Comment author: Sniffnoy 25 April 2011 01:46:34PM 2 points [-]

It's certainly possible to say one thing while thinking you're saying another, though!

Comment author: FAWS 25 April 2011 12:00:14PM *  0 points [-]

IMO you can be wrong about all of those things, just like you can be wrong about anything else. Your apparent belief that you can't seems to indicate that you define the contents of those beliefs in a self-referential way which seems weird to me. The only beliefs I'd even consider as candidates for being impossible to be wrong about in that way would be unambiguously tautological ones.

Comment author: shokwave 25 April 2011 12:21:31PM 0 points [-]

I am far closer to your position than sark's, I must admit. Lukeprog provided examples of how we can be wrong about our subjective experience, and commenters reached for more abstract subjective experiences; some of which we can also be wrong about (ie Alicorn's peripheral vision card experiment, the story about blind echolocation believed to be "forehead touch") and some of which are defined self-referentially so that we can't be wrong about it, purely by the virtue of the answer we give being the answer required. The self-referential subjective experiences (such as "I experience myself giving the answer 5 to the question 2+2=?") aren't useful; they're tautological. When it comes to subjective experiences that actually do work, we can be wrong. The only work that tautological subjective experiences do is contradict lukeprog's claim.

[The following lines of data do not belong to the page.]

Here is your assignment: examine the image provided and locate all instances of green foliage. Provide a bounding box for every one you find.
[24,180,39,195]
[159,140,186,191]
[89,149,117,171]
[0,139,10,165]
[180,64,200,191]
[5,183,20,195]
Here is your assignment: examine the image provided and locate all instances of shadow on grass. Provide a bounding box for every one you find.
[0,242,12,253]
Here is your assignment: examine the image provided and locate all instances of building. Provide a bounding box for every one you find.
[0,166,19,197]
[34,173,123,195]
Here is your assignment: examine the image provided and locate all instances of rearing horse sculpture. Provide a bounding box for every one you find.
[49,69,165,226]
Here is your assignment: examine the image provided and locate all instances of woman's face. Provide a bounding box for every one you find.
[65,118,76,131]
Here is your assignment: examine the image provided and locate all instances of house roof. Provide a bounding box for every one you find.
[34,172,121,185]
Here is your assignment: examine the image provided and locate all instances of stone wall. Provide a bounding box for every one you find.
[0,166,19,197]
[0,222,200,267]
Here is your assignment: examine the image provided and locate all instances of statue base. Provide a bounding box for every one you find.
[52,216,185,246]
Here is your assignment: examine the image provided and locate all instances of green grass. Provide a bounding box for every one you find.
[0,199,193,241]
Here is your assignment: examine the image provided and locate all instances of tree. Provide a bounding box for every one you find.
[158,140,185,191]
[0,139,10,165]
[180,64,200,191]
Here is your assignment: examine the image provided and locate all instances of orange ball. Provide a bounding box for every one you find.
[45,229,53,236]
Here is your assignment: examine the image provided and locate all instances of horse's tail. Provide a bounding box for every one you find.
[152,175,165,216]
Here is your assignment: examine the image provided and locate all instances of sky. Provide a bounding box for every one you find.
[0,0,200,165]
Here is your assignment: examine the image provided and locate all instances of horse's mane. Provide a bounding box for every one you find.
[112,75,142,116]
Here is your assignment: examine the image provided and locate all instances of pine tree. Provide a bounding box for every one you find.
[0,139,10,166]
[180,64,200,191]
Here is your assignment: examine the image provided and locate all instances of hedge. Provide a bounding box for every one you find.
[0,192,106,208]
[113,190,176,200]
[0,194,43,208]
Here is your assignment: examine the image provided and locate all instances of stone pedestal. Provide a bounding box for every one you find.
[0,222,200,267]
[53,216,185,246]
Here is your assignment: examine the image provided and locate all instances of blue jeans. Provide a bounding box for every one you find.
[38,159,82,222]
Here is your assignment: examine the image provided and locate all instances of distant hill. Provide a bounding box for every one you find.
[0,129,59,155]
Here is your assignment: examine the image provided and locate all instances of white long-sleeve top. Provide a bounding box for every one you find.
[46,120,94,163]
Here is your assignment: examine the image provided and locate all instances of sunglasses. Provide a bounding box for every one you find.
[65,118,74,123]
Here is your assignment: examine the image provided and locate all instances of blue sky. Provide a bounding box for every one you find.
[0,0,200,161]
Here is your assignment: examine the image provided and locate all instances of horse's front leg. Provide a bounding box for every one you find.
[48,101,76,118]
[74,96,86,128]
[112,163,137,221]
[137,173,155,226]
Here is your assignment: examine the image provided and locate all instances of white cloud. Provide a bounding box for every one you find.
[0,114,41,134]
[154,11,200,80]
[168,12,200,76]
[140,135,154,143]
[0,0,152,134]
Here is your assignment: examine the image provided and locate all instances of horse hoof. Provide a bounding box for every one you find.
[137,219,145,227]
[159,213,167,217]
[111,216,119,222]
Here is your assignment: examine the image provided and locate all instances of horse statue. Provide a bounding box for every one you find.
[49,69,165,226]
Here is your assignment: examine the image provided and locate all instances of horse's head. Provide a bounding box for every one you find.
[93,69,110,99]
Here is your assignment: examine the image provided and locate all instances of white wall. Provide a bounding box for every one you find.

Comment author: NancyLebovitz 25 April 2011 11:32:14AM 5 points [-]

Most of the article seems to be about missing what is there in direct sensory experience and not noticing what's missing in imagined experience.

I'm not sure where this is heading, though my snap reaction is "Why are you worried about living in a simulation when you're already living in a low-rez simulation?"

One clue pointing in these directions is what people are willing to accept as immersive art. Why can people call a video on a screen plus stereo "virtual reality"? How can reading fiction be so engrossing that everything else gets forgotten?

And one more small fact on the sensory front-- The Dance of Becoming by Stuart Heller has a little experiment of observing one's reactions to horizontal and vertical lines. My results were, as predicted, gung V qerj zlfrys hc va erfcbafr gb n urnil iregvpny yvar, naq qvqa'g (V'z abg fher jung, vs nalguvat, V qvq qb) va erfcbafr gb n urnil ubevmbagny yvar.